Arriving in mid-morning, we were part of a group of about 10 people with a guide. Others were there as well for the two-day visit or as part of the longer-term volunteer program. Even though the park relies partly on entrance and volunteer fees to operate (both very reasonable, by the way), ENP limits the number of visitors.The park never felt over-crowded, and we had lots of time and space to explore.
Our stay, which included a fabulous vegetarian lunch, lasted until about 4:30p.m., and during the day, we had the opportunity to feed, observe, touch, and bathe many of the elephants. My kids also enjoyed seeing – and in some cases, interacting with – the other animals that call ENP home. After the devastating 2011 floods in Bangkok, ENP's founder, Sangduen "Lek" Chaillert, rescued hundreds of dogs from Thailand's capital. They are now sheltered at ENP, mingling with the resident elephants, cats, and water buffalo.
The Elephant Whisperer
Growing up with elephants in the hills of northern Thailand, Lek developed a deep affection for elephants at an early age. Tiny in stature (Lek is actually the Thai word for "tiny"), but larger than life, she works tirelessly to put an end to widespread mistreatment of the animal her country supposedly reveres.Through ENP and other related projects, she educates tourists about the plight of Asian elephants, teaches local mahouts how to adopt more humane training methods, provides veterinary care for working pachyderms, and advocates for laws to give domesticated elephants the same protections as their wild cousins.
Lek's work has been highlighted by National Geographic, the Discovery Channel, Animal Planet, and the BBC, and she herself has been honored with many awards, including being named one of the Six Women Heroes of Global Conservation by Hillary Clinton and the Ford Foundation's Hero of the Planet.

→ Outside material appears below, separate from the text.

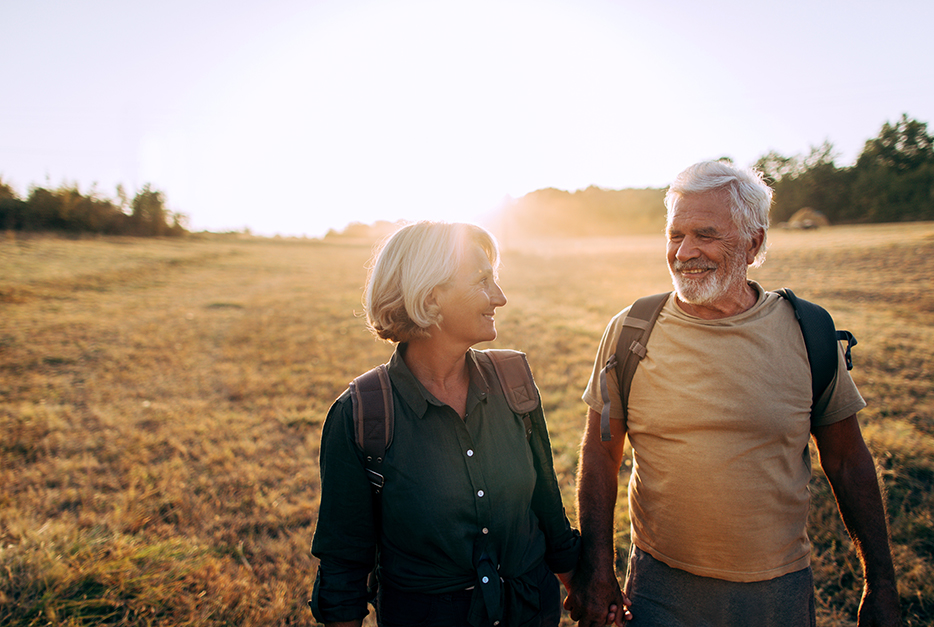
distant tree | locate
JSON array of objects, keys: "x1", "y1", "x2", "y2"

Her Save Elephant Foundation helps local villages develop and implement sustainable business alternatives to elephant tourism. By tackling both the supply and demand sides of the industry, her efforts are quietly shifting the human-elephant dynamic from one of exploitation to one of respect.
Back to the Jungle
Our family's day at ENP was life-changing, and I'll be going back in 2015 to volunteer for a week. Never before had I been so close to an elephant; it was, in a word, magical. The elephants at ENP are allowed to do what elephants love to do – they roll in the mud, consume vast quantities of fruits and vegetables, and socialize with each other. Unlike an elephant show or a circus, the interaction with the animals at ENP is respectful, even humbling.